With regard to the number of works and their quality, the collection preserved in the Prado Museum in Madrid is particularly important. The artist is also widely represented in various museums around the world, especially through his portraits. His works can be seen at the National Gallery in London, the Metropolitan Museum of Art in New York, the Uffizi Gallery in Florence, the Old Pinakothek in Munich and many others.

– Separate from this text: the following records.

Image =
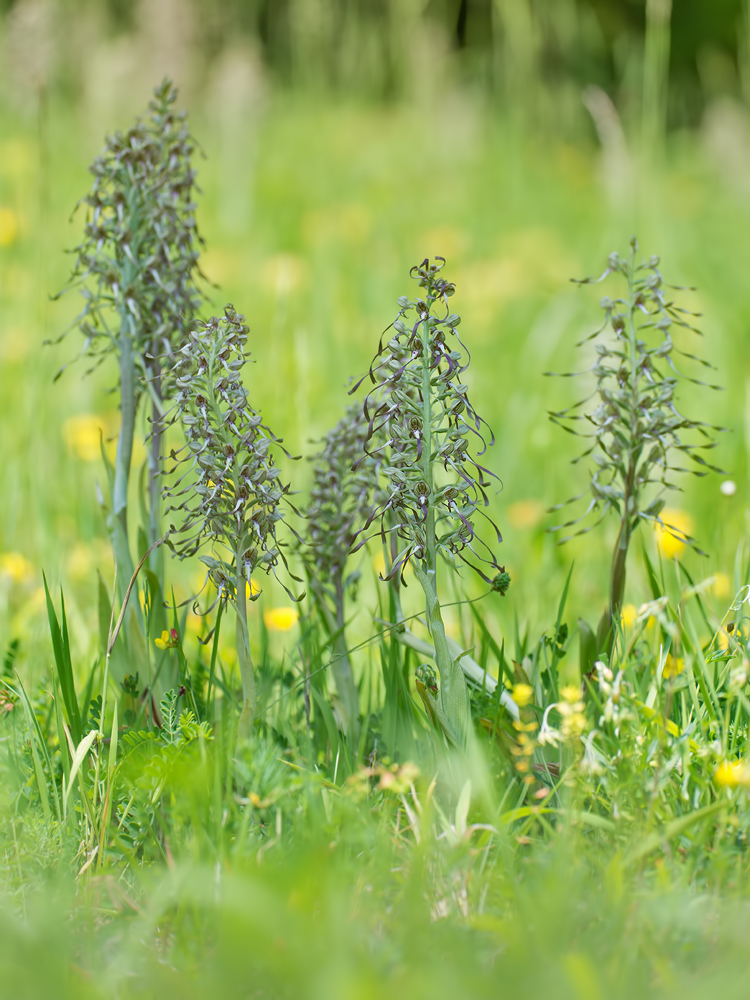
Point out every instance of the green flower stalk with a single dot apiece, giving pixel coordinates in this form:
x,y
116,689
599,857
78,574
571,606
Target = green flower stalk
x,y
229,491
420,424
137,268
342,498
635,428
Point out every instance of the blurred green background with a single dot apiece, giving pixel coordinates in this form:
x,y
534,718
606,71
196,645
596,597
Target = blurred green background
x,y
344,141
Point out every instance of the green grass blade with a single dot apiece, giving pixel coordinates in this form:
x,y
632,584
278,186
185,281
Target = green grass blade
x,y
63,664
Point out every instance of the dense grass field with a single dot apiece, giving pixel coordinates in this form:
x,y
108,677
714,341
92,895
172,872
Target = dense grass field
x,y
608,859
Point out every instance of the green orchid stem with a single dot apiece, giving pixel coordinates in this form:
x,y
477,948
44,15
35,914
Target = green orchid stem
x,y
247,715
156,562
118,521
342,668
455,713
618,572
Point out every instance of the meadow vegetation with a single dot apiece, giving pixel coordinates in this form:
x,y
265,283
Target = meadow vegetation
x,y
300,694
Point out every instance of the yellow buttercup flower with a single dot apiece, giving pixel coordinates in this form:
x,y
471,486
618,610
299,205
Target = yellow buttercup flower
x,y
732,774
280,619
673,665
525,513
169,639
721,585
16,567
8,227
251,590
670,535
522,694
628,614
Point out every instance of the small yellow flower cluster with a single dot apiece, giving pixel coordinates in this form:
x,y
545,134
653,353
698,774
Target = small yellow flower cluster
x,y
8,227
169,639
280,619
526,727
732,774
571,709
673,665
16,567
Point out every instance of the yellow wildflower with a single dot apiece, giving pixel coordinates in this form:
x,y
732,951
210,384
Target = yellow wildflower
x,y
628,615
673,665
721,585
169,639
523,694
8,227
670,535
280,619
732,774
525,513
571,694
16,567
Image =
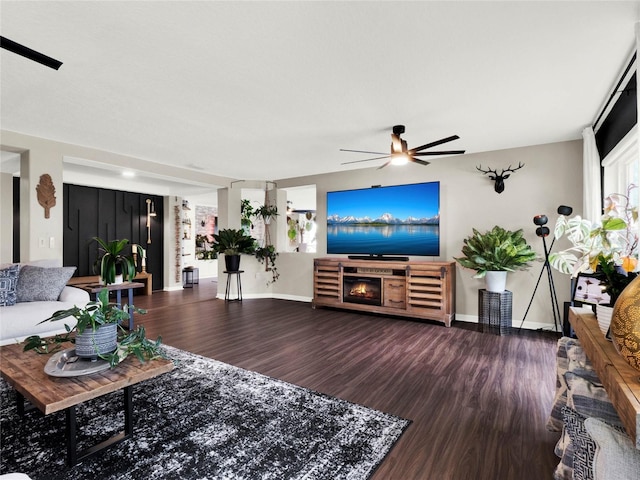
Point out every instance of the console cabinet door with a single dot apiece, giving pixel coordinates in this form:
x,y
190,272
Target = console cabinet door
x,y
394,293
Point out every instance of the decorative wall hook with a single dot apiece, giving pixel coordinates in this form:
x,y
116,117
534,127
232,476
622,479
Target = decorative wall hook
x,y
499,178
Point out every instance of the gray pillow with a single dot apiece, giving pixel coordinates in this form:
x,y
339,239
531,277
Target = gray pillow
x,y
616,457
42,284
8,284
590,399
570,357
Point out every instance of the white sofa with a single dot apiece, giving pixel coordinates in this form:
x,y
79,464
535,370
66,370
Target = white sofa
x,y
22,320
31,293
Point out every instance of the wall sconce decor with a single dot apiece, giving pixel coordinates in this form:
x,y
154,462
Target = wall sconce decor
x,y
151,212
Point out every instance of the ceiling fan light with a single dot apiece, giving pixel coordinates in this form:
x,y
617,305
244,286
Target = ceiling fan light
x,y
399,159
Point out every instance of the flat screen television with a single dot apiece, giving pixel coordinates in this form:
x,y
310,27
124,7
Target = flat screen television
x,y
397,220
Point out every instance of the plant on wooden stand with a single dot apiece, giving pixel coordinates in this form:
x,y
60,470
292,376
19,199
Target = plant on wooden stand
x,y
94,316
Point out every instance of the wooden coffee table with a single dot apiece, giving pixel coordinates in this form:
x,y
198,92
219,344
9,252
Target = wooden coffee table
x,y
24,371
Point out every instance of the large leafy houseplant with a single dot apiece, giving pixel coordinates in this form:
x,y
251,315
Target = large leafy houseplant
x,y
496,250
233,242
266,212
608,247
112,260
90,318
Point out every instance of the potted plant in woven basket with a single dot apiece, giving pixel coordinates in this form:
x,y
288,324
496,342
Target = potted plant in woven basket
x,y
494,253
99,334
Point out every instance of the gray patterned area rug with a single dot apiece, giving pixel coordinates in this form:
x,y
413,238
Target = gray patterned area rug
x,y
205,420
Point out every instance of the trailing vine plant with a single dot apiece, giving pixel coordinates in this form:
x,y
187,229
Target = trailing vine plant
x,y
268,255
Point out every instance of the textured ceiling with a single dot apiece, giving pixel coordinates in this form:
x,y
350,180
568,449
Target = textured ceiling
x,y
268,90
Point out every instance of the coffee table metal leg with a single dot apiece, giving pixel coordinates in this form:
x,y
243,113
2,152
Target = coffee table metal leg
x,y
73,456
72,452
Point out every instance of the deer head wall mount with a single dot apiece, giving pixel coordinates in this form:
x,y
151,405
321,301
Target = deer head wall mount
x,y
499,178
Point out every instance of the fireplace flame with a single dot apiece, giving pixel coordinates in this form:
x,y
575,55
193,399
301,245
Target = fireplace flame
x,y
359,290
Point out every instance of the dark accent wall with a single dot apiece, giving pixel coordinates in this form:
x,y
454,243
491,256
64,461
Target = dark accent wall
x,y
109,214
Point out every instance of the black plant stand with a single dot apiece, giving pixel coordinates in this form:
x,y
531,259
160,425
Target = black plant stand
x,y
238,285
494,310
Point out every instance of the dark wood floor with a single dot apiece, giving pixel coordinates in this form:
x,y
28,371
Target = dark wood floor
x,y
478,402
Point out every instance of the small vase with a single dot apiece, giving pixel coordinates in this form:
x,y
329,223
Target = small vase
x,y
603,315
496,281
625,324
92,343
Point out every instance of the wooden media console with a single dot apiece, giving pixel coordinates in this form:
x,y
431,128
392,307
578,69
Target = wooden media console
x,y
417,289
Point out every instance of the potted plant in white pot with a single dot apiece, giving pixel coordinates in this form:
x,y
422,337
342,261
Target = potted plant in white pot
x,y
266,212
494,253
607,248
99,334
232,243
115,265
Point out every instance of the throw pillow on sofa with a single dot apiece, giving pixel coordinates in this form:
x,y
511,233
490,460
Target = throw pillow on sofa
x,y
8,285
616,457
587,398
570,357
37,284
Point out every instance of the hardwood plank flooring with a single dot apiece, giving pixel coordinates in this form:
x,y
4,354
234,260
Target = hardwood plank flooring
x,y
478,402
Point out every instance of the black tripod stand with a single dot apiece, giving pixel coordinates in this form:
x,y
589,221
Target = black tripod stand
x,y
543,232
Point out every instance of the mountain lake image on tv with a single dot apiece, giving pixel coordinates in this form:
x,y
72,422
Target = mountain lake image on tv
x,y
395,220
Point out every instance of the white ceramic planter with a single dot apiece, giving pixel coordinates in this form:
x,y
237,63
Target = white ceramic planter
x,y
496,281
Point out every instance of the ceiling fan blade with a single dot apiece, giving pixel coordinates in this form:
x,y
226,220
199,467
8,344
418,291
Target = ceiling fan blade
x,y
363,151
365,160
419,161
443,152
433,144
28,53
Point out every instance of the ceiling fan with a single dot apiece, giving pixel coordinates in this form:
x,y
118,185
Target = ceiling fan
x,y
29,53
400,154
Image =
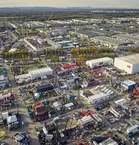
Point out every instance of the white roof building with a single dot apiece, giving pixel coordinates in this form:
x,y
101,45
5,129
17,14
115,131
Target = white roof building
x,y
86,119
109,141
99,62
11,119
123,103
133,129
129,64
41,72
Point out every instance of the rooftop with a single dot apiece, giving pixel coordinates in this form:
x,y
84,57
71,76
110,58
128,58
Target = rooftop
x,y
88,33
97,96
129,82
132,59
110,40
100,60
108,141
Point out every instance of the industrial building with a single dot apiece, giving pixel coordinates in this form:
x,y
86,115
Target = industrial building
x,y
96,98
40,73
99,62
129,37
109,42
129,64
109,141
4,81
85,34
44,88
85,120
128,85
69,67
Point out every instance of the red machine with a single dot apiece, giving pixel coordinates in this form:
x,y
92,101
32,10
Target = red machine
x,y
135,92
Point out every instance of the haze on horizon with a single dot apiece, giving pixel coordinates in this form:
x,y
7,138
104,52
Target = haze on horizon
x,y
71,3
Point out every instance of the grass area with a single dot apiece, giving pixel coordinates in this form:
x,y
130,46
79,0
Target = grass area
x,y
25,31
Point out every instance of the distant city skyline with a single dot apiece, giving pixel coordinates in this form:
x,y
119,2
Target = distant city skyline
x,y
71,3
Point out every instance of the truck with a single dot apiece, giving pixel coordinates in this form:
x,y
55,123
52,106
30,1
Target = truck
x,y
21,138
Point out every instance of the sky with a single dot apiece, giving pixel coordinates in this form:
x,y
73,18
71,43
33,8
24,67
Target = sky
x,y
71,3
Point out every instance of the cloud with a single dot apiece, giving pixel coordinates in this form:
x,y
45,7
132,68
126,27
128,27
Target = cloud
x,y
71,3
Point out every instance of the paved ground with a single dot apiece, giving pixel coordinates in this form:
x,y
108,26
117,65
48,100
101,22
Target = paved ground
x,y
29,126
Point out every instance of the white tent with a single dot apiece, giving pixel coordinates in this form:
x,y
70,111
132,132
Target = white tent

He was born in the small village of Fuendetodos in Aragon in northern Spain, despite the fact that his family lived permanently in Zaragoza. He was the son of Braulio José Goya y Franque and Gracia Lucientes Salvador. The father of Basque origins was a gilder; his job was to cover picture frames, church decorations and furniture with gilding. The mother came from an impoverished Spanish noble family. Goya's grandfather was a city notary, which gave the whole family a lower-middle-class position and allowed for better education of the offspring. The future painter was baptized with the names Francisco José. He was the fourth of six children; he had three brothers and two sisters. Brother Tomás took over his father's profession and Camillo became a priest. In Fuendetodos, where the family was temporarily staying (probably due to the father's work), they lived in his mother's modest family home, the remains of a land estate. After a short stay in Fuendetodos, which coincided with the birth of Goya, the family returned to Zaragoza, where the artist spent his childhood.
Years of study
Studying in Spain
From 1756 he attended one of the free Piarist schools (Escuelas Pías de San Antón), founded in the 17th century by St. Józef Kalasanty. There he met Martín Zapater, who remained his friend until the end of his life. Goya's abundant correspondence with Zapater (131 letters written between 1755–1801), which has survived to this day, is an important source of knowledge about the painter and his era. At the age of only 13, he began studying in the studio of the local painter José Luzán (1710–1785), who met Goya's father through his brothers goldsmiths. Luzán, who previously lived in Italy, adhered to the Neapolitan Baroque style and the works of Luca Giordana. During four years in Luzan Goy's studio, he learned the rules of drawing and painting techniques, and made numerous copies of the engravings from the teacher's collection. Twice (in 1763 and 1766), but without success, he tried to enter the Royal Academy of Fine Arts of St. Ferdinand in Madrid.